As regards the texts that are being negotiated, these are not public. This is normal for any negotiation, not just those involving the EU but across the world. For the EU, all investment agreements negotiated by the European Commission need to be approved by the Council of Ministers and the European Parliament. During this approval phase, the text will be made publicly available. The proof is that the text of the agreements recently concluded with other partners (Canada, Singapore or Vietnam) can be consulted on the European Commission's website.
As I mentioned before, Myanmar has already concluded and signed about 10 Investment Protection Agreements with countries from Asia and beyond, and it is interesting to note that the EU agreement is no doubt the one that has been offering the highest transparency, preparation and consultation; but it is the agreement that has also been the object of the most attention and commentaries by far various groups.
Another specific concern around the IPA is that - given Myanmar's current challenges of conflict and resource sharing - an IPA would be better considered once these issues have been addressed. Are there ways that an IPA might negatively affect Myanmar's peace process?
The SIA addressed the possible impact of the EU-Myanmar IPA on the peace process. The final report found no evidence that the IPA would cause a deterioration of the Myanmar peace process. This assessment is based on Myanmar’s experience with investment in former conflict zones from Japan, under the Japan-Myanmar BIT. Experience from other post-conflict areas in the world has shown that foreign direct investments and economic growth can actually have a positive impact on peace building efforts. Investments create jobs, and this gives an invaluable new perspective for people who have suffered the consequences of conflict and struggled to feed and educate their children.
Will there be a full EU-Myanmar IPA human rights impact assessment before the agreement is finalised? If so, when might that assessment be made publicly available?

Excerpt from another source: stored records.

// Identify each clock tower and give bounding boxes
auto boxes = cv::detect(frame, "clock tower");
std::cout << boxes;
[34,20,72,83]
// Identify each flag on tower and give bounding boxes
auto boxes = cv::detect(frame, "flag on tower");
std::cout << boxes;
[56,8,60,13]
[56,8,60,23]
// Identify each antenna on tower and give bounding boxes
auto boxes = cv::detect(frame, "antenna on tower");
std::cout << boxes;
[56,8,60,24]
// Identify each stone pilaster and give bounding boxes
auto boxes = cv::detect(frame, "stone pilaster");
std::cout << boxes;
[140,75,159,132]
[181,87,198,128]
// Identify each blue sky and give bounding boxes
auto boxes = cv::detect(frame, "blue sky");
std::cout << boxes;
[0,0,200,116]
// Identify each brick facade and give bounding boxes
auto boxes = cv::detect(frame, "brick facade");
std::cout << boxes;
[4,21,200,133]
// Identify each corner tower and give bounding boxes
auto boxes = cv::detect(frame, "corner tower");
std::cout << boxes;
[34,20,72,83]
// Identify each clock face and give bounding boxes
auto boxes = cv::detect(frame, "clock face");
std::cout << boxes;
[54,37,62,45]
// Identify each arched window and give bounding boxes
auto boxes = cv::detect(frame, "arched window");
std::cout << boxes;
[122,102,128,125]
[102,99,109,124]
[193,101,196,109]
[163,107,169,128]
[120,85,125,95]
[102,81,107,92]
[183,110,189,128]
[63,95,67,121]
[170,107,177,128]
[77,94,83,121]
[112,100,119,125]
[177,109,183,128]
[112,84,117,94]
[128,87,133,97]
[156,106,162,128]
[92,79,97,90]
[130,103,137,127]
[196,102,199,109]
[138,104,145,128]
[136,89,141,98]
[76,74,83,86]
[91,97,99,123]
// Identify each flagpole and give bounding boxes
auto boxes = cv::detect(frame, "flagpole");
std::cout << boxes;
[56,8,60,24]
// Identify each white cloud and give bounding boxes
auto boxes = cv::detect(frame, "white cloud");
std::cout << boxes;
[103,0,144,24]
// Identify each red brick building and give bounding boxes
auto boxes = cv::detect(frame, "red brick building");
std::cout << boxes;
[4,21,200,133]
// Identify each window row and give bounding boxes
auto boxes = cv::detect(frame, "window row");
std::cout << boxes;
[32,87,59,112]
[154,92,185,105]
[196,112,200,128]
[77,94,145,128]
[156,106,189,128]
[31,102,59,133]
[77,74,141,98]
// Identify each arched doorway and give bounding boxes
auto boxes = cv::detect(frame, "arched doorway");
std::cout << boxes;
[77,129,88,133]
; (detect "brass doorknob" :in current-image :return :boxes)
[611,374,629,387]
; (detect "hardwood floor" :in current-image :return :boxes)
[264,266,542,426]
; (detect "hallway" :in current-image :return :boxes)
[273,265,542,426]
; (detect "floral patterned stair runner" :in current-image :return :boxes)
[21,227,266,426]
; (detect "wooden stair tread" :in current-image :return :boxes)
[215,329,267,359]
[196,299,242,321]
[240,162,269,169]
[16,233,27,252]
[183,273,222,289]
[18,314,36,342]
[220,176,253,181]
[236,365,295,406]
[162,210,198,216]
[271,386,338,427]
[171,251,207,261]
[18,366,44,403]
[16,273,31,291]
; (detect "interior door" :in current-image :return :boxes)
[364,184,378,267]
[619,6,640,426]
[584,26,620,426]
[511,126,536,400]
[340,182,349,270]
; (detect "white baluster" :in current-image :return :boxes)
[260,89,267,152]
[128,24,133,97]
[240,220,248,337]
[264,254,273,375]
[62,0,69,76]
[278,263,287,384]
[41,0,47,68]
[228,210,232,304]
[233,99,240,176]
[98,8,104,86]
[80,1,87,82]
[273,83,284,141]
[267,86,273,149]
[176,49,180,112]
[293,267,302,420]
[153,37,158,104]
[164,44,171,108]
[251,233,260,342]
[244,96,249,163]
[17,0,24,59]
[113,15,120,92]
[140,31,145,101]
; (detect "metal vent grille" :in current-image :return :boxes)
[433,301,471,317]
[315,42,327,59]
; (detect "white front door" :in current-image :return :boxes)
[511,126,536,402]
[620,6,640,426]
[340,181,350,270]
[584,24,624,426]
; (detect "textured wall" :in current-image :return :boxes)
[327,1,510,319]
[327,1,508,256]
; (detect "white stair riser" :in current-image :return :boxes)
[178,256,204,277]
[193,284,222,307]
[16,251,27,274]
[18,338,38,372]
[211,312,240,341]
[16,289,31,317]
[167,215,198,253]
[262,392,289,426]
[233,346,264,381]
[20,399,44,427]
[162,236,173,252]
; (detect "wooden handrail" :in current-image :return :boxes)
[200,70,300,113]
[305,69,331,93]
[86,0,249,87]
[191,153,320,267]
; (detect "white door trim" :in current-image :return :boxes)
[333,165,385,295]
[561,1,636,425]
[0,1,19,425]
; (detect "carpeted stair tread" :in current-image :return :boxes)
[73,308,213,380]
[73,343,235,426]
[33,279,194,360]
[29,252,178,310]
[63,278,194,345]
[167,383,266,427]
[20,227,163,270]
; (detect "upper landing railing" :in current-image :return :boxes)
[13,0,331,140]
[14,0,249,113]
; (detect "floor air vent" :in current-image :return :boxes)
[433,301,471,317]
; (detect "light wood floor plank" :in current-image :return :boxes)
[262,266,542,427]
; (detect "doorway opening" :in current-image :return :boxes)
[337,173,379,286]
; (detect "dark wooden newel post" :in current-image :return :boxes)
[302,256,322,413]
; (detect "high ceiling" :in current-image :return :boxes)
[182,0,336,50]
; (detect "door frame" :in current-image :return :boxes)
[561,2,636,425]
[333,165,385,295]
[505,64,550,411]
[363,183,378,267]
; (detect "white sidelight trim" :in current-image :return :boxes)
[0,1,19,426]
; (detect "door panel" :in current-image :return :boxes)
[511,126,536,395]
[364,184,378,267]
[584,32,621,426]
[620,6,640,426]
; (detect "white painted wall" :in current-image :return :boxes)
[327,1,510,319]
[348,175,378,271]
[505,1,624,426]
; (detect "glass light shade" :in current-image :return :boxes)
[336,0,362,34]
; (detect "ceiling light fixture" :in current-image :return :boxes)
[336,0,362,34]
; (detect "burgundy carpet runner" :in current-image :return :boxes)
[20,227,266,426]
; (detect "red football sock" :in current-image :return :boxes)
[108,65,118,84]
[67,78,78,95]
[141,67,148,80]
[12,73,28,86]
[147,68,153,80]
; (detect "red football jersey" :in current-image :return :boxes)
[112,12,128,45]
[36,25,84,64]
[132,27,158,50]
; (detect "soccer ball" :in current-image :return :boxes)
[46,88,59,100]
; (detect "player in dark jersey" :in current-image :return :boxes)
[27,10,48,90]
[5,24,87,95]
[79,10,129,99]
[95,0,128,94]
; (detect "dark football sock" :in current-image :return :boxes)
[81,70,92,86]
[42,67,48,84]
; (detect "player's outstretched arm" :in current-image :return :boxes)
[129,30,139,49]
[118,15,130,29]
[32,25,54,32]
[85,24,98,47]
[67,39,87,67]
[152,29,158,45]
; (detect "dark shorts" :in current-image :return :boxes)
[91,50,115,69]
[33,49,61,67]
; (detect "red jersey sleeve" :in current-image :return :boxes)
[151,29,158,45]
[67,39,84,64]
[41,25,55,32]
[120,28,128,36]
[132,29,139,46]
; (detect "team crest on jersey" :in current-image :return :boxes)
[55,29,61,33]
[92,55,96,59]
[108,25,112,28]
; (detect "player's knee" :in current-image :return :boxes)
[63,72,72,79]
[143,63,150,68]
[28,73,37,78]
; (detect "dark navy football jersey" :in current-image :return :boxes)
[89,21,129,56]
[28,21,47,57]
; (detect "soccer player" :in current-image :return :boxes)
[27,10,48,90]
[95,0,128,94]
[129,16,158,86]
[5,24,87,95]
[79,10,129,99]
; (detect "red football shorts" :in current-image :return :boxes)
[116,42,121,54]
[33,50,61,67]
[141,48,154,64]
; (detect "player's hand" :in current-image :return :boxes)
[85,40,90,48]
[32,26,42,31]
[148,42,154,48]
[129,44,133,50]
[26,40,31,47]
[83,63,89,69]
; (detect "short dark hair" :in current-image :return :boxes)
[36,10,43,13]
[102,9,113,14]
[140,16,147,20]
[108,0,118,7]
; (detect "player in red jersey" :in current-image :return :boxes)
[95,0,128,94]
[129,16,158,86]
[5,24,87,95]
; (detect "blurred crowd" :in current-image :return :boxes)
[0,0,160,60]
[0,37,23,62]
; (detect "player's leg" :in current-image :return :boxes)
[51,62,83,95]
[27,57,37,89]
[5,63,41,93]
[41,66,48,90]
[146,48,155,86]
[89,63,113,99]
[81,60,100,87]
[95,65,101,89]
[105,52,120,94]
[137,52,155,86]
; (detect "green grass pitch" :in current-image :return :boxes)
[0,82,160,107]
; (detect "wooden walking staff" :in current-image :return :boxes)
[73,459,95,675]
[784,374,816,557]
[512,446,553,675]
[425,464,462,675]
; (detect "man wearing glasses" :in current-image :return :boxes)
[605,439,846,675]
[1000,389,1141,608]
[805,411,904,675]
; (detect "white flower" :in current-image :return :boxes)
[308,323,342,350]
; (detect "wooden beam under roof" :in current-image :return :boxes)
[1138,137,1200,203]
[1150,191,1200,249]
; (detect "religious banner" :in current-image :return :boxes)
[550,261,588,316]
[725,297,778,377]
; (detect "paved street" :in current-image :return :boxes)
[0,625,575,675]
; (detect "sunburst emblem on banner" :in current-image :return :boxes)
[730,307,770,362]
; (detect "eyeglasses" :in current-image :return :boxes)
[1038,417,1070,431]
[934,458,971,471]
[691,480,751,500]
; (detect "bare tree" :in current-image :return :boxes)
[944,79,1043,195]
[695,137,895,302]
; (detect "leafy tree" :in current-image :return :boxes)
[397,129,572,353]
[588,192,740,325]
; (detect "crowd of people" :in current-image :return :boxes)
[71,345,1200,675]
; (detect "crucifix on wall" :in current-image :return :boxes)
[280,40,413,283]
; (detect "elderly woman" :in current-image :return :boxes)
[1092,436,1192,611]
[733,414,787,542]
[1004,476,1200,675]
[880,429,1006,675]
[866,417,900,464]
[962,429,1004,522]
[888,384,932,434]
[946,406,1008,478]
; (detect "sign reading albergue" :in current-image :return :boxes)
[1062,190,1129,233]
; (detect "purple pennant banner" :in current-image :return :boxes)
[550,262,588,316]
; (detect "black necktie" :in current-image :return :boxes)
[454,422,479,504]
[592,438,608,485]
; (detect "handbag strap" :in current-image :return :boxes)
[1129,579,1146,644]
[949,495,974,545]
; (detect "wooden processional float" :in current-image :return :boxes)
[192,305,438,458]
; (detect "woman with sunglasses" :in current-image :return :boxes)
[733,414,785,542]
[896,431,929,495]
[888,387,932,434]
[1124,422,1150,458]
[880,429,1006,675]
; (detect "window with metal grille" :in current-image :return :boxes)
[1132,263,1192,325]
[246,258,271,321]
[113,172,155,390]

The Sustainability Impact Assessment (SIA) contained a specific section assessing the IPA's potential impact on human rights. According to the SIA, since the scope of the IPA is limited to investment protection, the IPA's impacts on human rights are therefore difficult to determine as such impacts are often indirect. The increase of EU investment as a consequence of the IPA is more likely to deliver positive than negative impacts in terms of human rights. It is important to underline that EU companies regularly have a code of conduct which includes provisions on human rights. The due diligence conducted by EU companies, including the analysis of potential human rights issues in supply chains, could also mitigate the risks of human rights violation, as well as promote good practices in Myanmar. The European public watches very closely how EU companies abroad are performing in terms of sustainable development and human rights.